In some cases, conservative treatment (immobilization, anti-inflammatory therapy, pressure bandages) leads to success, but not always. The decision on the need for surgical intervention is made taking into account the severity of the process, the nature of the complaints and subjective sensations. In any case, it is necessary to exclude the presence of diseases with similar external manifestations - tumor and tenosynovitis.

Dupuytren's contracture

This is a cicatricial degeneration of the palmar aponeurosis, the dense “lining” of the palm, leading to persistent limitation of finger extension. Without treatment it progresses.

Treatment

Mostly surgical. Excision of the altered areas of the aponeurosis is performed, followed by gradual removal of the fingers from the vicious position. To achieve the best results in the postoperative period, it is necessary to wear a special splint that prevents bending of the fingers and the occurrence of relapse.

Dislocations.

For a completely unknown reason, many people have the belief that a dislocation is “no big deal, just a dislocation.” In fact, unlike many other injuries, it is a dislocation that necessarily requires medical intervention.

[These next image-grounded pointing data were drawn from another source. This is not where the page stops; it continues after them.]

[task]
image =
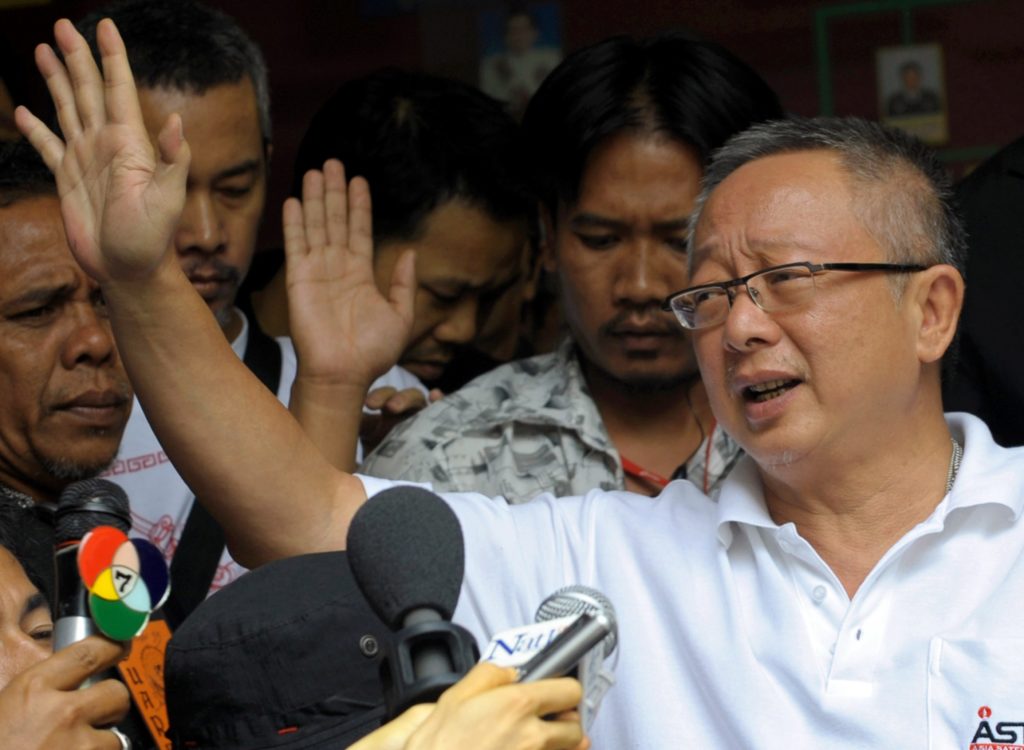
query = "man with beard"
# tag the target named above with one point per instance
(64, 393)
(619, 135)
(845, 589)
(197, 61)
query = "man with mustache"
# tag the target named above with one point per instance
(849, 587)
(65, 397)
(619, 135)
(195, 60)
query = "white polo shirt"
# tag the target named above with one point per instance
(733, 632)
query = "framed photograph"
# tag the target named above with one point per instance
(912, 92)
(519, 46)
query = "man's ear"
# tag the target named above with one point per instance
(547, 240)
(939, 296)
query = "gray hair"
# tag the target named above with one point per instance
(183, 45)
(904, 196)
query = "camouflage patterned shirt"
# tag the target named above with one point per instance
(526, 427)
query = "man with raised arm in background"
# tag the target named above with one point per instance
(846, 587)
(195, 60)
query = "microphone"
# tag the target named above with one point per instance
(574, 632)
(407, 553)
(82, 506)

Precisely medical. Pulling it like in the movies or applying ointment like in the commercials won’t work. Dislocation is a severe damage to the joint, accompanied by separation of the articular surfaces, in 100% of cases leading to permanent impairment of joint function. The simplest thing that may be required is the removal of a dislocation, a medical procedure aimed at restoring the normal relationship of the bones. Let us emphasize, medical manipulation. The best thing to do on your own is to rest the limb and seek help immediately. It is usually not difficult to recognize a dislocation - after the injury, there is an unnatural position of the limb or its segment, pain, severe swelling and almost complete impossibility of movement.

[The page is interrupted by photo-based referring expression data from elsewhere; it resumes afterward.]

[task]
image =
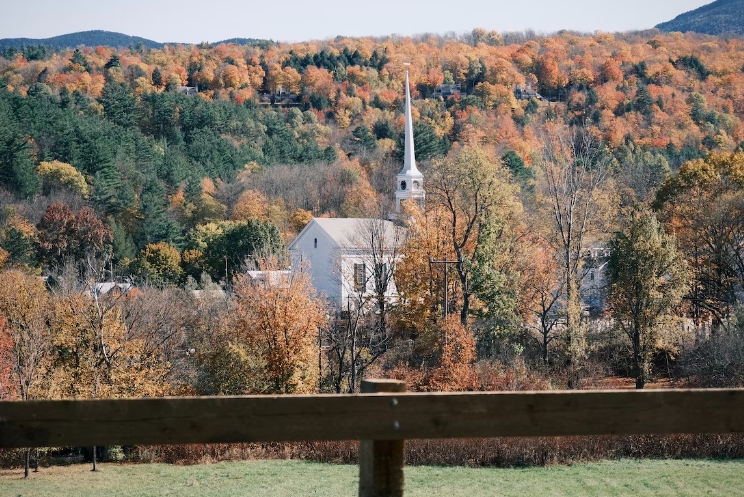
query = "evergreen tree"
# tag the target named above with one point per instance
(649, 277)
(16, 166)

Dislocation of finger, phalanges

Even with timely treatment, it is not always possible to eliminate the dislocation closed, without surgery. The situation becomes much more complicated if a week or more has passed since the injury. Old (more than 3 weeks) dislocations can only be treated surgically.

Fracture-dislocation of a finger, phalanx, metacarpal bone

This is an injury in which the articular end of the bone is fractured, and part of it remains in place, held by ligaments, while the entire bone moves out of its place - dislocates. The main method of treatment is surgical.

Dislocations in the wrist joint.

There is a wide variety of dislocations and fracture-dislocations in the wrist joint. In all cases this is a serious injury. Without treatment - loss of function, often neurological disorders. In some cases, treatment costs “little blood”, but only with timely treatment.

Old dislocation.

One of the most unpleasant situations in traumatology. Damaged tissues, including the joint capsule and ligaments, turn into rough, hard scars and make it impossible to eliminate the dislocation without surgery. Surgical treatment often has to be carried out in two stages. First, the joint is stretched using a special apparatus, then open or closed reduction is performed, followed by metal fixation.